Her appearance belies her 40-plus years. She is slim and unwrinkled, with a vulnerable air.

She grew up in Townsville, daughter of a white mother and a black father. At the age of 14 she was thrown out of her convent school for no other reason, she believes, than that her teachers saw no academic future for blacks.

"Around town, when I was a young girl, the value of a black woman was half a bottle of beer. These guys would say: 'Listen. I've got a bottle, come on, babe.' And then, of course, you were available.

"But I just rejected that notion."

Roberta Sykes moved to Sydney in the late 60s, and rapidly became one of Australia's best-known activists. She was the first executive secretary of the Aboriginal Embassy on the lawns of Parliament House in Canberra, and was at the forefront of the land rights movement.

Harvard University invited her to enrol after seeing her work in Australian newspapers and medical journals.

Despite her doctorate in educational policy from Harvard, she has faced an unfriendly job market since she left the Health Department.

"The jobs that I have applied for I haven't got," she said. "I won't specify the places, but they're frequently places where I have been asked in as a guest of honour to give speeches. That says they want to look non-racist once a year, but they don't want a black on campus every day.

"If I want to work in educational policy, I'm supposed to limit my ability to saying what would be good for 1 per cent of the population, and I'm not entitled to speak about the other 99 per cent, even though that's what I'm trained to do.

"And the reverse side of the coin is that I am a specialist in Aboriginal areas, which is mostly Aboriginal employment, education and training, and because I do not look the role I do not get the jobs."

It seems that white people regard Roberta Sykes as black, but to black people her qualifications place her in the honorary white category.

"I will miss out every time to a 35-year-old black-skinned male," she said. "Every time."

Teachers often have negative expectations of black students, she says. She wanted to live north of the Bridge so her children could go to schools with resources.

"Consequently, my son is a psychologist," Dr Sykes said. "To my knowledge, he's the youngest black who has ever gone straight from high school to university, gone straight through and got his degree. I think he was at university by the time he was 17.

"'Dumb', 'fairly dumb', they kept telling me when he was at school, too -some of the teachers, not all of them."

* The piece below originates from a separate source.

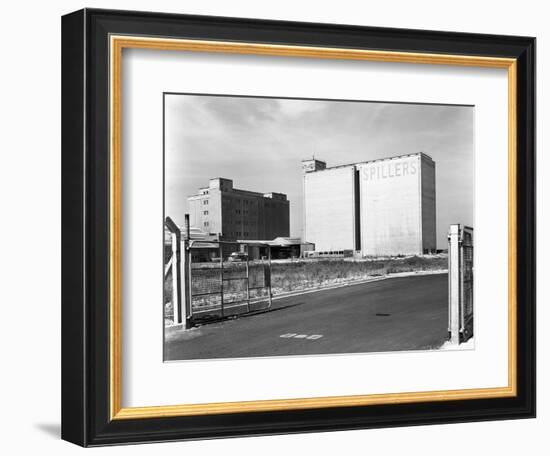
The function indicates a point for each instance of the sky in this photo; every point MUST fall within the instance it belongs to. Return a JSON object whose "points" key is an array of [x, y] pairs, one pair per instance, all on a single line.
{"points": [[259, 143]]}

Dr Sykes recently gave a lecture at Kuring-gai College of Advanced Education on "Black and white professionals towards the year 2000". Fewer than 100 of the 1,000 seats in the hall were occupied.

"The huge non-turnout would say how entrenched their attitudes are," Dr Sykes said. "I think that they think the school is doing well enough to allow me to speak here, without actually also having to attend."

Does she think northsiders are more enlightened and educated than most?

"Educated: not necessarily enlightened. Wouldn't you agree?"